Today in 2024, Liu Zhiyuan said that industry practitioners should also see that domestic large model teams such as ZhipU – Tsinghua GLM, Ali Qwen, DeepSeek and Meibi – Tsinghua OpenBMB are receiving wide attention and recognition internationally through continuous open source sharing. This incident also reflects the international attention paid to domestic innovation achievements.
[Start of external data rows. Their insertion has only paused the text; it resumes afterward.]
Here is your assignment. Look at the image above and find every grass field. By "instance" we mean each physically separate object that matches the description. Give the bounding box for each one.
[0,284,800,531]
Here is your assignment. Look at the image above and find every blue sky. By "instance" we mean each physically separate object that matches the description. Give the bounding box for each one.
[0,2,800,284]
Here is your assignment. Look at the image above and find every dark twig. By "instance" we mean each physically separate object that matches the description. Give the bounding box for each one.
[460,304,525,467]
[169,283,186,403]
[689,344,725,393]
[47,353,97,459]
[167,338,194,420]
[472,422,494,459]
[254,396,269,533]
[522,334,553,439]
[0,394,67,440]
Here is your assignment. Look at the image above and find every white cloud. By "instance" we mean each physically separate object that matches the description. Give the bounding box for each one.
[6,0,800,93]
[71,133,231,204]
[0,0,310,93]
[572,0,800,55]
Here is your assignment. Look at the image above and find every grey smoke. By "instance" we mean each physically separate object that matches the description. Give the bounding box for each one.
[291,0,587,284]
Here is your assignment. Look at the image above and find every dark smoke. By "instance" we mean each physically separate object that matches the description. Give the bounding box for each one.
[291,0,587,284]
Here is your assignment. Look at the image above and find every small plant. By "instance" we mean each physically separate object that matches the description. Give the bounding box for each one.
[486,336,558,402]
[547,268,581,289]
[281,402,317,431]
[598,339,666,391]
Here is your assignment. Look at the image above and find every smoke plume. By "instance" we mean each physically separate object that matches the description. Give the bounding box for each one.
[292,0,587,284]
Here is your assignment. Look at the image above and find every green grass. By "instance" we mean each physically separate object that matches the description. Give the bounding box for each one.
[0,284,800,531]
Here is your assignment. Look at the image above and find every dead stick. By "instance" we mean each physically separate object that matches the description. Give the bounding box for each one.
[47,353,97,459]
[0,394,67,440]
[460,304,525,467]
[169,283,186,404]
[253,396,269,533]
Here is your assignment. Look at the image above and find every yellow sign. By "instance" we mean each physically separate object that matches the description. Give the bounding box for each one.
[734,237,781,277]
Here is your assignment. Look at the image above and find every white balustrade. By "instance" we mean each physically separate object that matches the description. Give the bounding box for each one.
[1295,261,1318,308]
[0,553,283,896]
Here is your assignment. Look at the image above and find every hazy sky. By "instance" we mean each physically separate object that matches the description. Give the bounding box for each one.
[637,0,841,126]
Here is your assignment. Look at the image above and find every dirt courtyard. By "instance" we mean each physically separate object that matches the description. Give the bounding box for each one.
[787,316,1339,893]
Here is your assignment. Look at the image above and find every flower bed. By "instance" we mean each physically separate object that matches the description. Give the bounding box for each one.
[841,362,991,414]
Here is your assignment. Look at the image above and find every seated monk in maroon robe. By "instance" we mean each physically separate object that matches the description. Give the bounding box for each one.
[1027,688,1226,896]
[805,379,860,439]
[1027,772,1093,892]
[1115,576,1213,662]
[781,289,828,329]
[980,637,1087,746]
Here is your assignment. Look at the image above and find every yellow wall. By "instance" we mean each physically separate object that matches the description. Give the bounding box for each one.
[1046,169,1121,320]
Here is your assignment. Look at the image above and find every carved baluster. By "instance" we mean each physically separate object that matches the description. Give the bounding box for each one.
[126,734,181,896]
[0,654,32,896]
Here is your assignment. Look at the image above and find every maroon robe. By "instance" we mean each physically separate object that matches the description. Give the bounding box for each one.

In addition to single mode, in April this year, Professor Zhu Jun, vice dean of the Institute of Artificial Intelligence of Tsinghua University, co-founder and chief scientist of Shengdu Technology, on behalf of Tsinghua University and Shengdu Technology, released China’s first video large model Vidu, which is regarded as the Chinese version of Sora (multi-mode large model released by OpenAI).
Zhou Zhifeng, partner of Qiming Venture Capital, said that today’s large model has gradually moved from the original pure language mode to the exploration of multi-modes. A lot of work has been cited by the OpenAI and Stable Diffusion teams. Tang Jiayu, CEO of Sheng Number Technology, believes that the research of multi-modal large models is still in its infancy, and the technology maturity is not high. This is different from the hot language model, and foreign countries have been ahead of an era. Therefore, compared with the “volume” on the language model, Tang Jiayu believes that multi-modal is an important opportunity for domestic teams to seize the large model track.
Lin Yonghua, vice president and chief engineer of Beijing Zhiyuan Artificial Intelligence Research Institute, holds a more rigorous attitude, she told the first financial reporter that China’s corner overtaking in the multi-modal field is a certain possibility, but the more critical thing is to see the successful elements of the multi-modal model – still computing power, algorithms and data. At the current algorithm level, the difference between the Chinese and American teams is not so big, and the computing power will not cause the biggest problem, and the industry still has ways to solve the computing power problem. However, Lin Yonghua believes that the current data problem is the biggest resistance, even if the wisdom source has been doing AI training data expansion, but to obtain massive high-quality data, it is still very difficult.